The Extreme-UV Radiation Environment of Extrasolar Planets: the ESCAPE Small Explorer Mission

The long-term stability of exoplanetary atmospheres depends critically on the extreme-ultraviolet (EUV) photon and high-energy particle fluxes from the host star. The EUV flux also drives the demographics of the short-period planet population and regulates the ability for rocky planets to maintain habitable environments long enough for the emergence of life. In this talk, I will present the Extreme-ultraviolet Stellar Characterization for Atmospheric Physics and Evolution (ESCAPE) mission, an astrophysics Small Explorer mission to be submitted to the upcoming Astrophysics Small Explorer call.

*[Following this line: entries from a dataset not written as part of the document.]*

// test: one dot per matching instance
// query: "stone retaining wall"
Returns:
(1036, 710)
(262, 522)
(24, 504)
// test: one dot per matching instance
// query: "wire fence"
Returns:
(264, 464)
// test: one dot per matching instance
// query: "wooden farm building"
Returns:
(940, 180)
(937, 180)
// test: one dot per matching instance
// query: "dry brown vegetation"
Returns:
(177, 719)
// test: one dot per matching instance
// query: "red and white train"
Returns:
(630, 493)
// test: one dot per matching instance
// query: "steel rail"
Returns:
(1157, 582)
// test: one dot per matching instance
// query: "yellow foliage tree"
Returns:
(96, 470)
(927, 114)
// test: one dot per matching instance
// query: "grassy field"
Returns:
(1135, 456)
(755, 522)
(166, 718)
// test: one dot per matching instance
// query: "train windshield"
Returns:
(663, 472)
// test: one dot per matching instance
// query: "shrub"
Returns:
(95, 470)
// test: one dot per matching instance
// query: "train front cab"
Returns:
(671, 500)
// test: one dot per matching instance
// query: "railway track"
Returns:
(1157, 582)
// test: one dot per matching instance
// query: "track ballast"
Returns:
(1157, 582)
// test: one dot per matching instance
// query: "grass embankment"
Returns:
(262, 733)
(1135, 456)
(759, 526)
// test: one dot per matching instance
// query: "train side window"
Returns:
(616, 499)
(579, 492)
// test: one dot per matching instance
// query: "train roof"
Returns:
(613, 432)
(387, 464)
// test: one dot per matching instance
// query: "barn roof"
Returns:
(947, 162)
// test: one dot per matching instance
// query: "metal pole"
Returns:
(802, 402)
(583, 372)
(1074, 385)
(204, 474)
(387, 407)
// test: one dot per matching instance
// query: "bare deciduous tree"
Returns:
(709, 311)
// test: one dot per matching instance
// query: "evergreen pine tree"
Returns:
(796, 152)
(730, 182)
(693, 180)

ESCAPE employs extreme- and far-ultraviolet spectroscopy (80 - 1650 Angstroms) to characterize the high-energy radiation environment in the habitable zones around nearby stars. ESCAPE provides the first comprehensive study of the stellar EUV and stellar coronal mass ejection (CME) environments that control atmospheric mass-loss and determine the habitability of rocky exoplanets. ESCAPE will survey over 200 stars, including known planet hosts, to measure EUV irradiance, EUV flare rates, and the properties of CMEs. The ESCAPE instrument comprises a grazing incidence telescope feeding multiple diffraction gratings and a photon-counting detector. The science instrument will be assembled and tested in the space hardware facilities at the University of Colorado Boulder’s Laboratory for Atmospheric and Space Physics. Data archives will reside at the Mikulski Archive for Space Telescopes (MAST).